Aged 23 years and 8 months. 

This stone is placed here by her disconsolate 

Husband in whose arms she sighed out her 

Latest breath and who under God


Did his utmost even to soothe the cold 

dead ear of death. 

How loved how valued once avails thee not 

To whom related or by whom begot


A heap of dust alone remains of thee 

Tis all though art and all the proud shall be. 

To him gave all the Prophets witness that 

Through his name whosoever believeth in 

Him shall receive remission of sins. 

Acts 10th Chap 43rd verse 

The story of Old Alexandria’s female stranger and her husband portray them as mysterious upper class figures, often with a British accent. The couple met the end of their tragic tale in room 8 of the City Hotel (now Gadsby’s Tavern), where the young wife died of an unknown illness. The legend of the female stranger was chronicled in countless newspapers throughout the 1800s. 

An 1882 book by William F. Carne, The Narrative of John Trust, describes a love triangle between orphans. Another tale recounts a young couple who disembarked from their ship because the wife had taken ill. She succumbed to her illness and her husband, after paying for her tombstone with forged English notes, disappeared. 

One popular theory is that the female stranger may have been Theodosia Burr Alston, the daughter of Aaron Burr (the carrot that convinced my Hamilton-mad daughter to come along on our excursion), who went missing at sea in 1813. Some forty years after Theodosia disappeared, a pirate and sailor claimed they had taken her boat and held her captive, then secretly brought her ashore when she fell ill. 

What connects the legend of the female stranger to Cabin John? A 1912 romance novel by Charles T. Johnson Jr., The Legend of the Female Stranger: A Tale of Cabin John Bridge and Old Alexandria. 

Johnson’s novel depicts the story of a beautiful young orphan raised by an elderly nobleman in England. The lord fell in love with her but was devastated to learn that she loved a young army surgeon named John. After he witnessed the young woman and her lover embrace, heated words were exchanged and the lord accidentally fell, never to recover. 

The young lovers, fearful of murder charges, escaped to America with the help of John’s brother, a ship captain. They married en route. Upon reaching the shores of the Potomac, John’s brother took them to a place he’d seen on a previous journey, a place that “should he ever desire a place whither he might hide from all the world, yet remain at the very elbow of civilization, he knew of no nook more ideal than in this valley on the banks of this peaceful brook.” 

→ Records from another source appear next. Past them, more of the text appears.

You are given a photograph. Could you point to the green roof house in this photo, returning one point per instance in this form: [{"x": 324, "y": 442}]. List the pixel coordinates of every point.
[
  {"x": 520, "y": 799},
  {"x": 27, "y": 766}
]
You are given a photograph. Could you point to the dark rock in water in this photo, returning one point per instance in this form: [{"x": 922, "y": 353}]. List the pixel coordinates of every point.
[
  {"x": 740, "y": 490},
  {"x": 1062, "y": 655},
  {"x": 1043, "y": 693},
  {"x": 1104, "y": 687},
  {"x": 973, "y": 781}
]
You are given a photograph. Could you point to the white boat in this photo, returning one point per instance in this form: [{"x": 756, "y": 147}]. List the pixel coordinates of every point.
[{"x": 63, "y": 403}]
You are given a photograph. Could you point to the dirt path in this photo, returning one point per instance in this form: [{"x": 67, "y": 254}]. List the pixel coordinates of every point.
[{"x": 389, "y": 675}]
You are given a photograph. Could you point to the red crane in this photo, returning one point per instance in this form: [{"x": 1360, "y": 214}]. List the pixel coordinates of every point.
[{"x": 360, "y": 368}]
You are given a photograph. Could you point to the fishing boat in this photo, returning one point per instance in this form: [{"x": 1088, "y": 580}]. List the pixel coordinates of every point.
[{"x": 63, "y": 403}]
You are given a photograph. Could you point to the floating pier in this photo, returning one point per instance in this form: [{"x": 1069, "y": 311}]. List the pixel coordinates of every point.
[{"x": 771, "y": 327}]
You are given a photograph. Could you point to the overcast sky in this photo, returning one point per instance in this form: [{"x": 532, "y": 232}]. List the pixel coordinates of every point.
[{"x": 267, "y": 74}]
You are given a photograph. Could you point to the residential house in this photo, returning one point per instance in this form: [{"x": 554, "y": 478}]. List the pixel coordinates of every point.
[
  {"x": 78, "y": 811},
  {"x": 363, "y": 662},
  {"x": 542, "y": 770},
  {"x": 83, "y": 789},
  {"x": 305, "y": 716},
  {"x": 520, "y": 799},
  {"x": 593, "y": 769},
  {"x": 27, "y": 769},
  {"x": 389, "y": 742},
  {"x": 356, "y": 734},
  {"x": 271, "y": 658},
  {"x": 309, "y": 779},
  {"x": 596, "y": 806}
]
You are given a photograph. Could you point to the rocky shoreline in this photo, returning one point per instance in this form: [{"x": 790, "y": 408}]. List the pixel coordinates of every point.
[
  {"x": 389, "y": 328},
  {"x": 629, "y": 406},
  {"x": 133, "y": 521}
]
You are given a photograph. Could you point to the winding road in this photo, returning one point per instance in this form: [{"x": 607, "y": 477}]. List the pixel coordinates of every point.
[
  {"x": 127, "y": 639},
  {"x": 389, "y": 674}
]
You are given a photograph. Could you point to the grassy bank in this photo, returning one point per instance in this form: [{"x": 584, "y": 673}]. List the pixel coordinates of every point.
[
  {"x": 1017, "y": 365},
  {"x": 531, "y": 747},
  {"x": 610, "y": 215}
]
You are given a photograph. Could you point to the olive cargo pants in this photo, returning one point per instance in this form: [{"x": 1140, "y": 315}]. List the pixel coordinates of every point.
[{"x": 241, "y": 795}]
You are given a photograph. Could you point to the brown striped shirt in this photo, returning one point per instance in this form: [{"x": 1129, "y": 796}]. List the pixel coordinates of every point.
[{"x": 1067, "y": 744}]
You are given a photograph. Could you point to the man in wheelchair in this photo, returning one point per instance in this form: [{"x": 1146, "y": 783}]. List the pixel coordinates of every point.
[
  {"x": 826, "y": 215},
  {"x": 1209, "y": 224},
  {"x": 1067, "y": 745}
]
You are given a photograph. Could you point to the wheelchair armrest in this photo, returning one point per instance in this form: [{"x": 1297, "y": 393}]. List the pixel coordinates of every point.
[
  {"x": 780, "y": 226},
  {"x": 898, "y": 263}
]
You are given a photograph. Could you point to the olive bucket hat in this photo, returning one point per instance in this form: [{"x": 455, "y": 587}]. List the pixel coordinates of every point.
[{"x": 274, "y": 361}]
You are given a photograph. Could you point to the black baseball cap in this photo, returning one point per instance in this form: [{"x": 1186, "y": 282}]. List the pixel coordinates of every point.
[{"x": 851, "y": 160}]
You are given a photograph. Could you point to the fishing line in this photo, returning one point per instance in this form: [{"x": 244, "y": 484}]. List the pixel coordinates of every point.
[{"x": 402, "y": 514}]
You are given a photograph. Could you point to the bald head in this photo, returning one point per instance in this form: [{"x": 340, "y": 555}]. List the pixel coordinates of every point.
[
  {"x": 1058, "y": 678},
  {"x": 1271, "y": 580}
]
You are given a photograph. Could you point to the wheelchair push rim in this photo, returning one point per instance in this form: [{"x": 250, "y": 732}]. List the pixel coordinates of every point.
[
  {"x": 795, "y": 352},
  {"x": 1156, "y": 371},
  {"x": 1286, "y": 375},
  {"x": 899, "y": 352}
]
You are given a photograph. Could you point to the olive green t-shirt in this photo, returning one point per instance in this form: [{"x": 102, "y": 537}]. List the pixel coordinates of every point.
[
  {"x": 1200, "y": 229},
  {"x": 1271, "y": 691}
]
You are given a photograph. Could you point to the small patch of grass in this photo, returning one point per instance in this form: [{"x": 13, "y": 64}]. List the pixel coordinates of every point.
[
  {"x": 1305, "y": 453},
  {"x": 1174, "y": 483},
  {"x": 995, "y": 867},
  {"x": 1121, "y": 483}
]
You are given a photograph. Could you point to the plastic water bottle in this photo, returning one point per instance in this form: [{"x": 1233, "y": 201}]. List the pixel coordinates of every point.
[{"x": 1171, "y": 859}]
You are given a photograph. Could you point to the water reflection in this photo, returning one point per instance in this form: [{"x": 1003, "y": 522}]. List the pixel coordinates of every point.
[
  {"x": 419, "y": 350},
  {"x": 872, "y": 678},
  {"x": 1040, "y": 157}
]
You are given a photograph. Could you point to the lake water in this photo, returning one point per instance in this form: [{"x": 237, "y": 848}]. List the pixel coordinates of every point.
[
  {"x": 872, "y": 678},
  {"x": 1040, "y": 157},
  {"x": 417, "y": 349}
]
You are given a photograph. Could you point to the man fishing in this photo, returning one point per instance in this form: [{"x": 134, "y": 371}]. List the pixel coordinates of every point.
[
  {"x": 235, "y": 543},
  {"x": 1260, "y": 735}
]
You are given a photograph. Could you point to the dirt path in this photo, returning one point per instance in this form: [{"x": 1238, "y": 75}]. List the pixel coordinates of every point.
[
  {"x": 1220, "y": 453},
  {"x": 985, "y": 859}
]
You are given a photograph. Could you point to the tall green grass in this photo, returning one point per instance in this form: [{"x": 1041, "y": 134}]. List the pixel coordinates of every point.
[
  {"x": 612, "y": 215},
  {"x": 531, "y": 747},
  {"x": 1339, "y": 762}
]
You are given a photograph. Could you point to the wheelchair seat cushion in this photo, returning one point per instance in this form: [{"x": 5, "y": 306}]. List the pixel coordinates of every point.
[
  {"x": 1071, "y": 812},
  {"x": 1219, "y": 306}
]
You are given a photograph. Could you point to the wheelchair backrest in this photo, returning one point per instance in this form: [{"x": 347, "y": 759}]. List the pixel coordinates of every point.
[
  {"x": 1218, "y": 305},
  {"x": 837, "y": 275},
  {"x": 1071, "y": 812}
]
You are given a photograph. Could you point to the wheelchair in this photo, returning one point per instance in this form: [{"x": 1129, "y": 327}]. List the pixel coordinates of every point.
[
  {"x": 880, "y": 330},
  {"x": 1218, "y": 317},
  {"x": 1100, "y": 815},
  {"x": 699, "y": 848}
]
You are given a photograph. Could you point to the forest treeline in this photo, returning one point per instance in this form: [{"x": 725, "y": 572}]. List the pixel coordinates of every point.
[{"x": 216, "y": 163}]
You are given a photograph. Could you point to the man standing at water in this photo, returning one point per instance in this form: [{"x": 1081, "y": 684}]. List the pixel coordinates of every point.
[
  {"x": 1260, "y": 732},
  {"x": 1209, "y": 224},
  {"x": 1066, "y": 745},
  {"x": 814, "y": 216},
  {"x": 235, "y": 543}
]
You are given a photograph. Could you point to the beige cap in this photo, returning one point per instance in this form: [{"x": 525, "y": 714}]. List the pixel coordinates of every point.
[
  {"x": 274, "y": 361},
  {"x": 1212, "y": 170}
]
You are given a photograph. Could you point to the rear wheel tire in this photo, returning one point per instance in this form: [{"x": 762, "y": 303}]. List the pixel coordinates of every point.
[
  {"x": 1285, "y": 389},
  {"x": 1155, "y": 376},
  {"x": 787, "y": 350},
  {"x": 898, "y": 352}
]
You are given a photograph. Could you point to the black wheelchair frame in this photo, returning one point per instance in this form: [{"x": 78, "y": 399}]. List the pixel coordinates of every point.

Along Cabin John’s Run, the couple built a small, rustic cabin and lived happily in the abundant forest. Yet the young woman’s health slowly deteriorated. One September morning John returned from an outing and found his bride delirious with fever. He grabbed his canoe and paddled to Alexandria. The couple were helped to the City Hotel, a distinguished inn which boasted dinner guests that included George Washington and the Marquis de Lafayette. A doctor was summoned to their room. John’s wife confessed that should she not survive, she wished to remain unknown, a stranger in a strange land. 

On October 14th, 1816 the young woman passed away, leaving behind her distraught husband John. As promised, he buried her beneath a slab that memorialized a female stranger; her burial plot and tabletop gravestone would have been a considerable expense. John returned to his cabin in the woods, distraught. He wandered the creek, birds and squirrels his only friends. His unkempt hair and overgrown beard enveloped his gaunt body. 

Is the female stranger’s shattered husband the reclusive hermit that gave Cabin John its name? Mr. Johnson’s novel weaves together two legends, borrowing Old Alexandria’s female stranger and placing her alongside John of the Cabin. It is interesting to note that Johnson’s book ends with a “Nota Bene” that details the trip to Cabin John Bridge, “long a favorite jaunt of pleasure seekers. The beautiful valley spanned by the big bridge, which was home to the lovers during their exile, lies about five miles northwest of Washington.” Whether pure fiction or a catchy sales pitch for the new development, the mystery endures.